Спустя пять лет местный пивовар заказал Кате портрет своей бабушки в костюме феи. Густо накрашенная старуха в золотой раме напоминает мужчину.
Сказка
В пустом доме у скандинавского леса лежит мальчик с простреленной головой. Вечный Малыш, ожидающий Карлсона в стокгольмских сумерках. В раскроенном черепе алое варенье – прилетай скорее, дружок, пошалим. Ножичек, которым я резал руки, пока ждал тебя, оказался слишком тупым, никуда не годным, таким не поиграешь как следует. Нужно стрелять. В конце предложения жизни восклицательный знак – дробовик.

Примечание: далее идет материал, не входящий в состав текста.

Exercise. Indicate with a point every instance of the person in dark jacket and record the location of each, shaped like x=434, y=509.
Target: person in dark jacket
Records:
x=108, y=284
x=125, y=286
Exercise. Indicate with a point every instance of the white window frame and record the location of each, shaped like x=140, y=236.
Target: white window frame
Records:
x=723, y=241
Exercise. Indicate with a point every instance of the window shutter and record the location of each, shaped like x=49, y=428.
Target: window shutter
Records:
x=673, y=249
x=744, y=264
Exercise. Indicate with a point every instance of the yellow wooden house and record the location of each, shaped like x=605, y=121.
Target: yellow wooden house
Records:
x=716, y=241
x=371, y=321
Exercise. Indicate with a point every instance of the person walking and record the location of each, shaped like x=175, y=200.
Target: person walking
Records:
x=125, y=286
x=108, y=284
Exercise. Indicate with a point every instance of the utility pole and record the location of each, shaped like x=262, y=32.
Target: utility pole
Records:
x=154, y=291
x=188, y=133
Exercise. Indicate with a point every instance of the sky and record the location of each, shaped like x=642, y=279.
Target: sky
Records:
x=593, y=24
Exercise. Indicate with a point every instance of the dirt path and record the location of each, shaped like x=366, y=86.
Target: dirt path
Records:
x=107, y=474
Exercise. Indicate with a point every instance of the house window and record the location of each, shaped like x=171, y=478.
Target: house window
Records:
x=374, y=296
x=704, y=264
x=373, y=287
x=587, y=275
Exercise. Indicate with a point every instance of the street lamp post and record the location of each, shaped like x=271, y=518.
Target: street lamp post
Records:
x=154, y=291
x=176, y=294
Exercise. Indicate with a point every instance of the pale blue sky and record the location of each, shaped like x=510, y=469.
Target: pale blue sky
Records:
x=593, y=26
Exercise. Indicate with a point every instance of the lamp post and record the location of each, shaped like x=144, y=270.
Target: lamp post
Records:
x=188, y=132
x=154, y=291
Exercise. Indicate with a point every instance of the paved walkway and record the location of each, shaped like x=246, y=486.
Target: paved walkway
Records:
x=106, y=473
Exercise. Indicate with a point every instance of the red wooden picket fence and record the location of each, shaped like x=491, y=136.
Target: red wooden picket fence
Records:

Малыша находит друг, таращит глаза: «Дела». Несется за полароидом, трясущейся слабой рукой перекладывает нож и ружье – пусть будут в кадре.
– Улыбочку! – блеснула вспышка, в пятнах варенья на полу дрогнула черная тень.
Малыш спит. Приезжает полиция. Карлсона все нет.
Где-то в России, лет пятнадцать спустя в убитой однушке на окраине лежит точно такой же мальчик. Туго спеленутый в покрывало, он слабо ворочается во сне – что-то неладно. Добрый друг пинает его под ребра:
– Куда на спину? Захлебнешься!
Малыш ежится, разок трепыхается всем телом и затихает. Друг наклоняется, зависает в теплом облачке с газированным запахом рвоты. Фух, дышит. Малыша бьет спазм, изо рта лезут коричневые пузыри, стекают по подбородку, ляпают на покрывало, пол.
Годы идут, а они все падают с неба. Соскальзывают со спины Карлсона и разбиваются о реальность.